The Importance of Standards
The year was 2004. The idea of “mobile” barely existed, and PCs were effectively the only way to access the internet. Microsoft had just lost a major antitrust case, but it still held a de facto monopoly in operating systems with Windows, and Internet Explorer (IE), which shipped with Windows, enjoyed a 95% share of the browser market. Around this time, Sundar Pichai, an engineer from India, joined Google as a product manager and took charge of the Google Toolbar, which let users access Google services directly from within IE. While working on the toolbar, around 2006, he had this thought: “What if Google built its own browser?” Then-CEO Eric Schmidt strongly opposed the idea, but Pichai managed to persuade Google cofounders Larry Page and Sergey Brin, and in 2008 Google released the browser we all know as Chrome. The rest is history. Chrome became one of the most successful products Google has ever launched, and it played a central role in Pichai’s rise to Google CEO in 2015.

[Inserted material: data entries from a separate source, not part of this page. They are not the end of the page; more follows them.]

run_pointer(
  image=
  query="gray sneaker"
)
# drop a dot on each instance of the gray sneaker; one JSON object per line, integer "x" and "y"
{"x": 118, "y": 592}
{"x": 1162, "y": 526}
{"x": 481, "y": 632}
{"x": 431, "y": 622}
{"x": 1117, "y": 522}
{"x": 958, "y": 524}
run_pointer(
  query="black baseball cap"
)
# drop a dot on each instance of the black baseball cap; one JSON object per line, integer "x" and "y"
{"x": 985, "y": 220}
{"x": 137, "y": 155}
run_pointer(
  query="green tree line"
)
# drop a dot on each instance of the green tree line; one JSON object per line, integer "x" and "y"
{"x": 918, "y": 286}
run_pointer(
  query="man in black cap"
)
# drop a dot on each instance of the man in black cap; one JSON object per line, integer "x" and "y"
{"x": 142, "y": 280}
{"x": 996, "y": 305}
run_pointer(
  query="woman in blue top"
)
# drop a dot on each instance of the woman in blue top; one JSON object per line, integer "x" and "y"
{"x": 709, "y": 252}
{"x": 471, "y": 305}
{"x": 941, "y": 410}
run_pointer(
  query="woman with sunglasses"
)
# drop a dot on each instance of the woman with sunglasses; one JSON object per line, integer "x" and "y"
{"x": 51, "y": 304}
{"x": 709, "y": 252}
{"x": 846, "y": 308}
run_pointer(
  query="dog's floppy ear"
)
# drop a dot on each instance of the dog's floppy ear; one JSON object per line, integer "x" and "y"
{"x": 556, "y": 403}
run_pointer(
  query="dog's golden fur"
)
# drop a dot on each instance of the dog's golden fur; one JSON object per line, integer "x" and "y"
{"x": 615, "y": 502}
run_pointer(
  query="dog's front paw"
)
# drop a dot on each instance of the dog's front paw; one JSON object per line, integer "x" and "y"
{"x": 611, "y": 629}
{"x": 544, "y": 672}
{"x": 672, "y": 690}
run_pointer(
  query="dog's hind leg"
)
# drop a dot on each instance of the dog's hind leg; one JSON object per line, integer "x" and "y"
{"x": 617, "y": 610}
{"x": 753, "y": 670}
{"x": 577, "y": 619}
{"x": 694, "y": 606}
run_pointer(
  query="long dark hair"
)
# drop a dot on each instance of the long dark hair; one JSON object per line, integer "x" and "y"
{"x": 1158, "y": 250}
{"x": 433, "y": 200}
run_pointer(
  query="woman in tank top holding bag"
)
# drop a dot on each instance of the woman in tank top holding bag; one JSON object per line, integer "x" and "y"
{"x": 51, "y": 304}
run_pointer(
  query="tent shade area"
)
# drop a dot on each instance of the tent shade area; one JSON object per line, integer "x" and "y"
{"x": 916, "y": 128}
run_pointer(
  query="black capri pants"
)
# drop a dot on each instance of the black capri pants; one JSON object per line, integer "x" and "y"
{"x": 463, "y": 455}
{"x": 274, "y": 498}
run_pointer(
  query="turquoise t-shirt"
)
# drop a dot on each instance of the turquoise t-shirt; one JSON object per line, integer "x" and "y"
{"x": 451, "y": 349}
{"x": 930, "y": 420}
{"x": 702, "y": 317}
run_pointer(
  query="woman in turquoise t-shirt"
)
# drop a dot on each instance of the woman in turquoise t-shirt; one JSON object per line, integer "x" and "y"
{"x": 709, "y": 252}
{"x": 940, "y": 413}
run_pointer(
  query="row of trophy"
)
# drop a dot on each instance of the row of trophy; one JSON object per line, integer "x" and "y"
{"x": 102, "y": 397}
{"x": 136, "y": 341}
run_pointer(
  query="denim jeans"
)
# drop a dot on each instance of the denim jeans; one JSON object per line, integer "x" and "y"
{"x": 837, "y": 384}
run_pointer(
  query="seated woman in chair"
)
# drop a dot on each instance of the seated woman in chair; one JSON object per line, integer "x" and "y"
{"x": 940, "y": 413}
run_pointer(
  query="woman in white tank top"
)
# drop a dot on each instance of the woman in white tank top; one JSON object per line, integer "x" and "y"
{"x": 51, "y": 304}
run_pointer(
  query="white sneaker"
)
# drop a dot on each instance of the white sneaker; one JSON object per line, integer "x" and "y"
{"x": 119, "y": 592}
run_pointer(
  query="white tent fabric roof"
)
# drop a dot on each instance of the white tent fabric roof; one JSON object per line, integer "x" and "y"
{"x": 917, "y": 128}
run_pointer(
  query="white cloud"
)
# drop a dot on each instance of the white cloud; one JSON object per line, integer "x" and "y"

Today, most of us (even if “we” in Korea still use Naver a lot) don’t type a search engine’s URL and then enter a query into its search box. More often than not, we just type the query directly into the address bar. And most people never bother to change the default search engine (unless you’re that nerd using DuckDuckGo). Chrome’s default search engine is—unsurprisingly—Google Search. And Chrome is the most widely used browser in the world.
Even though Google Search has relatively declined in quality, as long as it returns results that are “good enough,” people don’t feel compelled to switch. That’s because the switching cost involved is higher than you might think. At this point, the importance of standards should be obvious without further explanation.
Standards are so important that in 2023 Alphabet paid a staggering $48.9 billion to make Google Search the default on browsers other than Chrome, such as Safari. That’s about 65 trillion won. Put differently, from Google’s perspective, the costs it saves each year by owning the standard through Chrome amount to tens of trillions, if not hundreds of trillions, of won.
Whoever Controls the Standard Wins
The United States, arguably the most influential country in today’s global society, provides the US dollar—the currency at the root of all economic activity—as the world’s standard. Entrepreneurs who have solved most of the problems they set out to tackle in business often end up entering politics, because aside from money, it is the law that sets the standards for a society.
Right now, LLMs like GPT-4, Claude, and Gemini Ultra—each developed with investments running into the billions—are competing and rapidly improving in performance. But over time, we can assume there will come a point when, from an ordinary user’s perspective, the differences in utility between models are no longer that significant. Much like how Google Search today may not deliver the absolute best results, yet most users don’t feel the need to change their default settings and incur switching costs.
OpenAI initially operated as a B2B company that provided large language models via API. But when it launched ChatGPT, a true B2C consumer product, its valuation jumped roughly 100-fold—from around $1 billion to $100 billion. Investors clearly factored in the possibility that OpenAI could end up controlling the standard interface through which people interact with AI.
In the coming AI era, the most important thing will again be to seize the standard. To do that, we’ll need a combination of a sufficiently powerful AI model on the backend and a friendly, intuitive interface on the frontend. Google’s decision to rebrand Bard as Gemini and roll out a new user interface “designed to reduce visual clutter, improve readability, and simplify navigation” is precisely about capturing that standard. Whoever controls the standard wins.